Battery death starts at nanoscale
Why do batteries lose their ability to hold a charge as they age? New research suggests the slow death of a battery might start at the nanoscale.
Yann Guezennec and Giorgio Rizzoni of Ohio State University (OSU) developed new experimental facilities and procedures to charge and discharge commercially-available lithium-ion batteries thousands of times over many months. The tests were designed to mimic a variety of conditions in which these batteries are actually used by hybrid and all-electric vehicles. Some of the batteries were run in hot temperatures such as those experienced in Arizona, while others were tested in colder conditions similar to those in Alaska.
As part of the tests, researchers Bharat Bhushan, Suresh Babu and Lei Raymond Cao studied the materials inside of the batteries to help determine how ageing manifests itself in the structure of the electrode materials.
After the batteries died, the team “dissected” them and used a technique called infrared thermal imaging to search for problem areas in each electrode, which is a 1.5-metre-long strip of metal tape coated with oxide and rolled up like a jelly roll. They then took a closer look at these problem areas using a variety of techniques with different length scale resolutions (for example, scanning electron microscopy, atomic force microscope, scanning spreading resistance microscopy, Kelvin probe microscopy, transmission electron microscopy) and discovered that the finely-structured nanomaterials on these electrodes that allow the battery to rapidly charge and discharge had coarsened in size.

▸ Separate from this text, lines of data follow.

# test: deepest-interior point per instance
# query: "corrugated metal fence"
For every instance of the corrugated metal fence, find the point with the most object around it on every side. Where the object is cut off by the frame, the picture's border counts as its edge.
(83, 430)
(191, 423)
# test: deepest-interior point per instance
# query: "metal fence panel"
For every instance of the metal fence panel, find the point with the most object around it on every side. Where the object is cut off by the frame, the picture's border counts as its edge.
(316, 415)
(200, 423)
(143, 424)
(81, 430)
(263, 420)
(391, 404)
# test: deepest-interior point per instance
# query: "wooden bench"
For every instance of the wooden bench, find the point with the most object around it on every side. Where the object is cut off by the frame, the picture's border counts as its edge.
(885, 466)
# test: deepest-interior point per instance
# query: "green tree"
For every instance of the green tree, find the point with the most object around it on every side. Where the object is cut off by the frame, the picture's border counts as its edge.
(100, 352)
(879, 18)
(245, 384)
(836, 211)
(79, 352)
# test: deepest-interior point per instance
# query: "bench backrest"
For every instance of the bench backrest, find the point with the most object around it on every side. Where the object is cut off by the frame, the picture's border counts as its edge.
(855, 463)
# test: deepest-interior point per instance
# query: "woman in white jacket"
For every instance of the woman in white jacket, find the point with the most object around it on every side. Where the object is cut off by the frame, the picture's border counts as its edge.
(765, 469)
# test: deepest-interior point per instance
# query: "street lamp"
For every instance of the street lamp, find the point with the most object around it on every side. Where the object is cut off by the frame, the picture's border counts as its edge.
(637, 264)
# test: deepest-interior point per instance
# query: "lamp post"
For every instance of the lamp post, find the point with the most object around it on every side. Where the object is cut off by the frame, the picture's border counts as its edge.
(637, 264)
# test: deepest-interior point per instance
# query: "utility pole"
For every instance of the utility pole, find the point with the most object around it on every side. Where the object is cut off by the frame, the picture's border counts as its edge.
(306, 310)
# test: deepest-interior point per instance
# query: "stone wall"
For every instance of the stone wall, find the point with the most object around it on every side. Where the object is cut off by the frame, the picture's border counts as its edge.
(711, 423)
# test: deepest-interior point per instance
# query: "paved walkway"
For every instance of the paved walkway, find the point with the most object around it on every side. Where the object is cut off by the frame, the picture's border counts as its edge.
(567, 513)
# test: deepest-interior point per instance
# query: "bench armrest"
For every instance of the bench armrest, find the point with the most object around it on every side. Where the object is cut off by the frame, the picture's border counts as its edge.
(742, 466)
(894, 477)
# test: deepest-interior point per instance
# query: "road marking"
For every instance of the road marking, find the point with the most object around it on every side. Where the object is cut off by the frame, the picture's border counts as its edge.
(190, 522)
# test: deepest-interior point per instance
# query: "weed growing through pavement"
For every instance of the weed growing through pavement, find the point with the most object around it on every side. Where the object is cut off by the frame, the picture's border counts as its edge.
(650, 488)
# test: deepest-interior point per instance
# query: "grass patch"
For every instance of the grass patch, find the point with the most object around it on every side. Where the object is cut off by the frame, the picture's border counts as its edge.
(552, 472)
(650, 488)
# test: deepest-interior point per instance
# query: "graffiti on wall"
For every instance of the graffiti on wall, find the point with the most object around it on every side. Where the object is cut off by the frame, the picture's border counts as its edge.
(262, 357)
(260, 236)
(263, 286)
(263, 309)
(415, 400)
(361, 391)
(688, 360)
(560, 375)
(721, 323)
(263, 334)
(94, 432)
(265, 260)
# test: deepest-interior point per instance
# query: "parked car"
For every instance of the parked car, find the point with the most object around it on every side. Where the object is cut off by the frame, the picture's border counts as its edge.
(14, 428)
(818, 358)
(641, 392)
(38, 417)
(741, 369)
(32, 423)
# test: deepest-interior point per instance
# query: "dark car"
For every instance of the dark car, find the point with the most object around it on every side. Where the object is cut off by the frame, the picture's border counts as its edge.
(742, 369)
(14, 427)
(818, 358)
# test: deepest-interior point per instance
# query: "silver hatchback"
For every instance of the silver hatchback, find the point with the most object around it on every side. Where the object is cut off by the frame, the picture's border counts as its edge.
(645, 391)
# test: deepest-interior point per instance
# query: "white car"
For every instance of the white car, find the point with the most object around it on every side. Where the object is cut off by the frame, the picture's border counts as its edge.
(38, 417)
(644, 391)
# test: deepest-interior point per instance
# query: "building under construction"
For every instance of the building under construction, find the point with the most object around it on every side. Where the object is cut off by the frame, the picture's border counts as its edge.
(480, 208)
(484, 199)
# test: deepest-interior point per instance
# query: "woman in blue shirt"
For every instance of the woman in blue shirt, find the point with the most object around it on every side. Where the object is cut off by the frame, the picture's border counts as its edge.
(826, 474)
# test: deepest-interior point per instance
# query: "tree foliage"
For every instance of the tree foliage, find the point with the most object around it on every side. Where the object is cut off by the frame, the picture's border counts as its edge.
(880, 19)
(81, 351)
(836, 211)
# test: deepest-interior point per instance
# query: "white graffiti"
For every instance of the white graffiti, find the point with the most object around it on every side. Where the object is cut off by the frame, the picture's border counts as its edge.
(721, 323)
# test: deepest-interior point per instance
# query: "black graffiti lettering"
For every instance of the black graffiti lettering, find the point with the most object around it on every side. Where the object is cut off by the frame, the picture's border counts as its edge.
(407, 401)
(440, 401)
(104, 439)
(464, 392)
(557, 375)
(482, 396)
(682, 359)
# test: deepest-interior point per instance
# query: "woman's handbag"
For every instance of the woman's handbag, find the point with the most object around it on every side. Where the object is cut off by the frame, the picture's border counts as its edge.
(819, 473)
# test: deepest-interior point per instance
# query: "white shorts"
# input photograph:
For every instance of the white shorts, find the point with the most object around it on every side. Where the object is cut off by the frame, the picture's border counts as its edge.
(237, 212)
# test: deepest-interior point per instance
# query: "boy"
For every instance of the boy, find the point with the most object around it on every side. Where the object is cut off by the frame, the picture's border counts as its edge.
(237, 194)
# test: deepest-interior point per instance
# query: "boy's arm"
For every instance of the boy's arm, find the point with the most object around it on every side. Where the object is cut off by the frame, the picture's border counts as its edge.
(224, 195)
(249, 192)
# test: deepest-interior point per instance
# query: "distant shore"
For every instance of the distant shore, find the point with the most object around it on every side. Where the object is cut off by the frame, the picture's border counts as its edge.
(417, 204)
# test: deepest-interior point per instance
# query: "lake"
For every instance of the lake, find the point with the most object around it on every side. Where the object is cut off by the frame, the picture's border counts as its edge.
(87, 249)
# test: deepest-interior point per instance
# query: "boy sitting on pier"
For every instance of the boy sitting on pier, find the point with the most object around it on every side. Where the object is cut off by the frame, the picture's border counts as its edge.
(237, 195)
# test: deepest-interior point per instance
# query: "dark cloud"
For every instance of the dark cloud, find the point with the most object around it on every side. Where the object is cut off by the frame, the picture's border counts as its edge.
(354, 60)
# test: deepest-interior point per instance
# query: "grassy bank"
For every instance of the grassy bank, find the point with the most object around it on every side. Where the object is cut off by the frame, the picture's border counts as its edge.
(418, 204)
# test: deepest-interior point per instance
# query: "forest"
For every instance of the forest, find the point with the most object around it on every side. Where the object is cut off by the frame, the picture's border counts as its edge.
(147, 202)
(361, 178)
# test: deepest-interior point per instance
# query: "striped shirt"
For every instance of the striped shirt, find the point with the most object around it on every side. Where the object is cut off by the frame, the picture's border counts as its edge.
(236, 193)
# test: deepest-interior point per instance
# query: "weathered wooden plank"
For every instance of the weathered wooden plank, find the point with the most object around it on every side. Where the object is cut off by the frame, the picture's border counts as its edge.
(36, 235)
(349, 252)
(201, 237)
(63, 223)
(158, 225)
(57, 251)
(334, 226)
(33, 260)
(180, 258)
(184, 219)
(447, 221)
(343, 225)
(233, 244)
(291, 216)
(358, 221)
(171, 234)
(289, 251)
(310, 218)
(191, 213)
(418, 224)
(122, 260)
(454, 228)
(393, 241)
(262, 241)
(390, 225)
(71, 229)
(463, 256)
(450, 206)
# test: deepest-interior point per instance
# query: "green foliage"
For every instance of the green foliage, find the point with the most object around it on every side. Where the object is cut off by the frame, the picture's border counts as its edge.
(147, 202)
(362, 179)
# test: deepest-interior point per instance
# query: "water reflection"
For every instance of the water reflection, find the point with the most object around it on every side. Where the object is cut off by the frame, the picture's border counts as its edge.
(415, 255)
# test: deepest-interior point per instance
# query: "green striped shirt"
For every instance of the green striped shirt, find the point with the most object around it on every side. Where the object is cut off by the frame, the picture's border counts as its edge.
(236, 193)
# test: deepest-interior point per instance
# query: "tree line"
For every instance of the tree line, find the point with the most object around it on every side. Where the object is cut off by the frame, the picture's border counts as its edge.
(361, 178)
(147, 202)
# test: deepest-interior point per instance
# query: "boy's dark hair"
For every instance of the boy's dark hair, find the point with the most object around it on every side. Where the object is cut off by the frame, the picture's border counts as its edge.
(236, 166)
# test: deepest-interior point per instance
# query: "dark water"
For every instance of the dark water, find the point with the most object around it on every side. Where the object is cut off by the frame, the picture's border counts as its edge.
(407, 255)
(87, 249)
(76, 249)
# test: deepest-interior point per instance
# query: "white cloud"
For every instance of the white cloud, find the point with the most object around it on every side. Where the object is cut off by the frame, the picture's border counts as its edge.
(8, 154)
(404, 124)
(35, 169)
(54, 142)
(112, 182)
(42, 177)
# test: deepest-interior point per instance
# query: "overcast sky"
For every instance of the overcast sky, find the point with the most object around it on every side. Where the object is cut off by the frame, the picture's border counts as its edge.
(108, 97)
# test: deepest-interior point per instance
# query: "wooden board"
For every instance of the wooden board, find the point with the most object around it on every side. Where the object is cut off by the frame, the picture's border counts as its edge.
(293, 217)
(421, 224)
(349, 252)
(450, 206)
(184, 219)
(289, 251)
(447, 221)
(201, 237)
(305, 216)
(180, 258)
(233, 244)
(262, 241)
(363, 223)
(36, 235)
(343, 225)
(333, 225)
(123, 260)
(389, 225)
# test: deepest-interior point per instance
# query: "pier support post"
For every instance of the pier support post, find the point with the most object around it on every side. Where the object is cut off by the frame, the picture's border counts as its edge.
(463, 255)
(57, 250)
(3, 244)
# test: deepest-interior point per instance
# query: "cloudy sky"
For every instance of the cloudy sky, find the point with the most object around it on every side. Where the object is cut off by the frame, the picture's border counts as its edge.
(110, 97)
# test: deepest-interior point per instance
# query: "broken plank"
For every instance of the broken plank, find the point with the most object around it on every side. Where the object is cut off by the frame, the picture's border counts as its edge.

Additional studies of the aged batteries, using neutron depth profiling, revealed that a fraction of the lithium that is responsible, in ion form, for shuttling electric charge between electrodes during charging and discharging, was no longer available for charge transfer, but was irreversibly lost from the cathode to the anode.
“We can clearly see that an aged sample versus an unaged sample has much lower lithium concentration in the cathode,” said Rizzoni, director of the Centre for Automotive Research at OSU. “It has essentially combined with anode material in an irreversible way.”
The centre’s research is being performed in collaboration with Oak Ridge National Laboratory and the National Institute of Standards Technology.
The researchers suspect, but cannot yet prove, that the coarsening of the cathode may be behind the loss of lithium. If this theory turns out to be correct, it could point battery manufacturers in the right direction for making durable batteries with longer lifetimes. Such battery improvements could help accelerate the rollout of electric cars.